Matius 23:6 - Kerendahan Hati yang Sejati

"Mereka suka duduk di tempat terhormat dalam perjamuan mereka dan di tempat terdepan di rumah ibadat."

Simbol Kerendahan Hati Ikon sederhana berbentuk tangan terbuka menopang tunas hijau, melambangkan pertumbuhan kerendahan hati.

Ayat Matius 23:6 ini merupakan bagian dari teguran Yesus kepada para ahli Taurat dan orang-orang Farisi. Perkataan ini menyoroti sebuah kebiasaan yang seringkali luput dari perhatian, namun memiliki makna spiritual yang dalam: keinginan untuk menonjolkan diri dan mencari kehormatan di mata manusia.
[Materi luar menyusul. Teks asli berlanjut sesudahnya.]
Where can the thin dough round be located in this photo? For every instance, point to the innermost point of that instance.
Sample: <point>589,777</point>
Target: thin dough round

Yesus secara gamblang menyatakan bahwa para pemimpin agama pada masa itu sangat mendambakan tempat-tempat terhormat dalam berbagai acara sosial, seperti perjamuan, dan tempat terdepan di tempat ibadah. Ini bukan sekadar soal kenyamanan fisik semata, melainkan cerminan dari motivasi hati mereka. Mereka memprioritaskan pengakuan dan pujian dari orang lain di atas pelayanan yang tulus kepada Tuhan dan sesama.
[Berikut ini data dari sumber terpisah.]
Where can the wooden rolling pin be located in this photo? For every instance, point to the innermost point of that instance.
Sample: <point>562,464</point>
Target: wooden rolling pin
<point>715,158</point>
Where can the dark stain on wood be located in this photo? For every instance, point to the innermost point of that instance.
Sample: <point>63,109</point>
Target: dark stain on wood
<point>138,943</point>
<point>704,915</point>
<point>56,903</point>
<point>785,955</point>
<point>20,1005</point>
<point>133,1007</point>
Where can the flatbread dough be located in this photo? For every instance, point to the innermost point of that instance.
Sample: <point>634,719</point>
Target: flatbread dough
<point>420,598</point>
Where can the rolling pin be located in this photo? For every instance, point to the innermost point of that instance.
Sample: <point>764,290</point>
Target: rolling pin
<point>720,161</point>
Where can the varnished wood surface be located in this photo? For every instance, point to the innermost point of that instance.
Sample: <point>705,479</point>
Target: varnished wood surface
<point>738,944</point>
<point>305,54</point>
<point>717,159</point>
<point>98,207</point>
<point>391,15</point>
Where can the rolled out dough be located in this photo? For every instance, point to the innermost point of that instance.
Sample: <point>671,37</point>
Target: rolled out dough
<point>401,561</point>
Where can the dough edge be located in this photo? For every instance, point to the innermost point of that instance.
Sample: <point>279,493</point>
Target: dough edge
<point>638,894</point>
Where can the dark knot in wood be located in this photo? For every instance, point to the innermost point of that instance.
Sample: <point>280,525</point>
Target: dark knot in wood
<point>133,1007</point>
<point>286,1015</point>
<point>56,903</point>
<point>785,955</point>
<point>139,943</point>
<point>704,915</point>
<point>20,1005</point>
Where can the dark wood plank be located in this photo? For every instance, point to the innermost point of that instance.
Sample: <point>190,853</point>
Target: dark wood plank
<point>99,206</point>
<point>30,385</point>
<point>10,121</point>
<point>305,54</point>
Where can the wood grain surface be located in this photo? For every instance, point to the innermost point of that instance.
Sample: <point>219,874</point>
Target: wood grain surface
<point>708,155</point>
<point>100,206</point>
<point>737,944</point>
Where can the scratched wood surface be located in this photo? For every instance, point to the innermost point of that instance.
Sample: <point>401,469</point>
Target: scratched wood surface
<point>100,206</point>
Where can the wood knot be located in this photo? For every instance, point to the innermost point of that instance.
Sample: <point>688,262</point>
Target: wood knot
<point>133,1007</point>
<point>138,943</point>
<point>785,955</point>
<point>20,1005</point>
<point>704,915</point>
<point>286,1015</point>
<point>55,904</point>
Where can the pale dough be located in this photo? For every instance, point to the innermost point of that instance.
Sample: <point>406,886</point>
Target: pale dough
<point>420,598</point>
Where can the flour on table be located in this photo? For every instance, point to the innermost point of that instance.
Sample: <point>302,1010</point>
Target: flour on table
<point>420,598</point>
Dalam konteks perjamuan, tempat terhormat biasanya merujuk pada posisi di sisi tuan rumah, yang menandakan kedekatan dan status penting. Di rumah ibadat, tempat terdepan seringkali diperuntukkan bagi mereka yang dianggap paling bijak, saleh, atau memiliki otoritas. Keinginan untuk menempati posisi-posisi ini menunjukkan bahwa mereka lebih peduli dengan citra diri dan kekuasaan daripada kerendahan hati yang seharusnya menjadi ciri pengikut Tuhan.

Tindakan ini kontras dengan ajaran Yesus sendiri. Berulang kali, Yesus menekankan pentingnya kerendahan hati, melayani orang lain, dan tidak mencari pujian dari manusia. Ia mengajarkan bahwa yang terbesar di antara murid-murid-Nya adalah mereka yang menjadi pelayan bagi semuanya. Dalam Injil Lukas, Yesus bahkan berkata, "Siapa meninggikan diri, ia akan direndahkan dan siapa yang merendahkan diri, ia akan ditinggikan" (Lukas 14:11).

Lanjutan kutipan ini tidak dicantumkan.